Lee County School district going to conferences at ritzy resorts
FORT MYERS - With record unemployment most people probably aren't thinking about staying at luxury five-star resorts. But while you might not be going, you're paying for Lee Count y school employees to do just that.
A Fox 4 investigation discovered your tax dollars are paying for the district to attend education conferences from California to Canada and Nevada to New York.
The district spent $499,611 going to conferences and meetings at fancy resorts over the past two years, invoices show.
Back in June the district spent $25,350 booking 30 rooms at the Ritz Carlton in Orlando for an education conference. The hotel advertises itself as a "breathtaking luxury resort" complete with a 40,000 square foot spa and marble bathrooms with "plush terry robes and slippers."
"The Ritz Carlton is probably one of the premier hotels in the entire world," said former Lee County school board member Bob Chilmonik, who is considering running for re-election. "Why in the world would we be sending these folks there?"
Over the past two years, district employees and teachers have traveled to No Child Left Behind, Title 1, AVID and International Baccalaureate conferences, along with other education-related conferences held at golf resorts, Hiltons and Marriotts in New York City, LA, San Francisco, Portland, Reno, Chicago, New Orleans and Quebec.
"It's an absolute abuse," said Chilmonik. "And I'll say that again an absolute abuse of taxpayer's money...We have teachers spending their own money for supplies and we're going off on these junkets?...It leaves you spellbound."
It's a spell he wants to see broken and one he railed against several years ago when administrators were going to conferences in Las Vegas.
We wanted to ask the new superintendent Joseph Burke about these trips. But even with three weeks notice we were told he wouldn't be available because his schedule "doesn't allow for an interview in the next couple weeks."
District spokesperson Joe Donzelli did talk with us. He says there's nothing luxurious about these conferences.
'Mandatory to go to Ritz Carlton?'
"They're not being wined and dined," said Donzelli. "Those are all education-related conferences. We have no say so on where they're held, when they're held or how they're held."
Donzelli says the trips are part of "professional development" - keeping teachers and programs, like IB and AVID, current. In some cases, he says the conferences are mandatory - a condition of the grant.
"The problem that we run into is we have to go because a lot of the grant dollars that are provided to us specify there are certain dollars that need to be spent on professional development," said Donzelli.
"So you had to go, you had no choice?," asked Fox 4 reporter Matt Grant.
"That is correct," said Donzelli.
"Show me in writing it's mandatory to go to a Ritz Carlton," said Chilmonik. "It's absolutely a ridiculous statement."
As the district trims millions from its budget, Chilmonik says employees should be asked to stay off site and less expensive places to save cash.
"Just because these conferences are held at these Hilton's, Ritz Carlton's, golf resorts it doesn't mean the people going have to stay there, right?," asked Grant.

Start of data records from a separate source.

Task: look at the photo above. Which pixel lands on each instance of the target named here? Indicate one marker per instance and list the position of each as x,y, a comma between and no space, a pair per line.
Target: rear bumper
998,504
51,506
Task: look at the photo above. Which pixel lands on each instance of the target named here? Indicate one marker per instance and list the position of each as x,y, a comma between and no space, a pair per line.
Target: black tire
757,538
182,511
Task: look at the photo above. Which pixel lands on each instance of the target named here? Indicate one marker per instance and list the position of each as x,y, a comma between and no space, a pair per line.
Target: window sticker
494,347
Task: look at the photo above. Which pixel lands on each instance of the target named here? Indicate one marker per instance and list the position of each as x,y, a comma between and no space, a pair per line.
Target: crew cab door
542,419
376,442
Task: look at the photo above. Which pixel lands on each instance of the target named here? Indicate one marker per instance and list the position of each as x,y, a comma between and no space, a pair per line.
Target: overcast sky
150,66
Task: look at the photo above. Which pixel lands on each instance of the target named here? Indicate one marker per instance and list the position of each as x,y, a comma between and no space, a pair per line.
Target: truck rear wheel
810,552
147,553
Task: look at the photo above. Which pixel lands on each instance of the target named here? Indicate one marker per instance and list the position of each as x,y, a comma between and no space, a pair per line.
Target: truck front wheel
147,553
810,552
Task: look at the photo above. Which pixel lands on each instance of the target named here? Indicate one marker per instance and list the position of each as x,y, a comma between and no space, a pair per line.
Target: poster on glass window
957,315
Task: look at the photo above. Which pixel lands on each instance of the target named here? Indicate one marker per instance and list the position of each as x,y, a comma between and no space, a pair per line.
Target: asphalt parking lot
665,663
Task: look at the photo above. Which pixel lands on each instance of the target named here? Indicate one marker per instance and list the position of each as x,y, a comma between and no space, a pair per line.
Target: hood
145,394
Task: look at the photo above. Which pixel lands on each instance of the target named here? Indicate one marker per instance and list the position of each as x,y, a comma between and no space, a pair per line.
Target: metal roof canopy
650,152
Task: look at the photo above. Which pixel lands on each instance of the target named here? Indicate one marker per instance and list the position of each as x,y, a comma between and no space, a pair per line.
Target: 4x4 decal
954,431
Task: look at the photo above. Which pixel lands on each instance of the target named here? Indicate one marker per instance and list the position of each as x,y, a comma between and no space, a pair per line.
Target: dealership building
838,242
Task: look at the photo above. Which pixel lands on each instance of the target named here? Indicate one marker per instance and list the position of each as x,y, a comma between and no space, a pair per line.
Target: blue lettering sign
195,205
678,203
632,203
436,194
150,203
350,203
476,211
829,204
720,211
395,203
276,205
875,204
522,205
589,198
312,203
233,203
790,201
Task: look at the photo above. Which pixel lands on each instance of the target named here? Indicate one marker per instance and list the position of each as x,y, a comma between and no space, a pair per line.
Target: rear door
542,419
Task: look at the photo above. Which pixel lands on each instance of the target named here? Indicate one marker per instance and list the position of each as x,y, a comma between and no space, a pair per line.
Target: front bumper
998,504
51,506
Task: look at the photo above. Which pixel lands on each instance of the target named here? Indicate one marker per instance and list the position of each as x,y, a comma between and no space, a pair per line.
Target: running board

"Well it doesn't necessarily mean that," said Donzelli. "But it all depends on where it is...I would venture to say we're not going to put someone in a position where they're going to stay at a place where they fear for their safety just because it's going to save some dollars."
Where are your tax dollars going?
A couple travel invoices show the district spent the following just on hotels:
- $823 at the Peabody in Orlando for a reading conference featuring Goldie Hawn.
- $800 for a FAFSA conference at a Miami golf resort.
- $1782 for a discipline workshop at the Disney Hilton.
- $340 for a technology conference at the Hilton Sea World which included a four hour "night out" at Epcot.
- $958 for a resource teacher to stay five nights at the Disneyland Hotel in Anaheim, Calif. for a mosquito convention (paid for by a Mosquito Control grant).
None of the records we received factored in airfare, meals or whether employees reimbursed the district for any expenses.
"We don't spend money frivolously when it comes to travel," said Donzelli, who told us the district has cut back its travel expenses over the past couple years.
He says Curriculum and Staff Development must approve the conferences ahead of time and each one must have a purpose.
"The whole point of all of that is to make sure at the end of the day," said Donzelli, "the teacher standing in front of your or my child's class is the absolute best they can be."
But Chilmonik says that can still be accomplished by staying at places that won't break the bank.
"People want our students to be world class," said Chilmonik. "They want them to have the very finest tools to work with. But they want the money to be spent wisely and what you showed me is not a wise use of taxpayer money."
The district says they would "love" to do teleconferencing if it was an option. They say they will consider staying off-site and sending fewer people to come back and train others if it's a feasible option.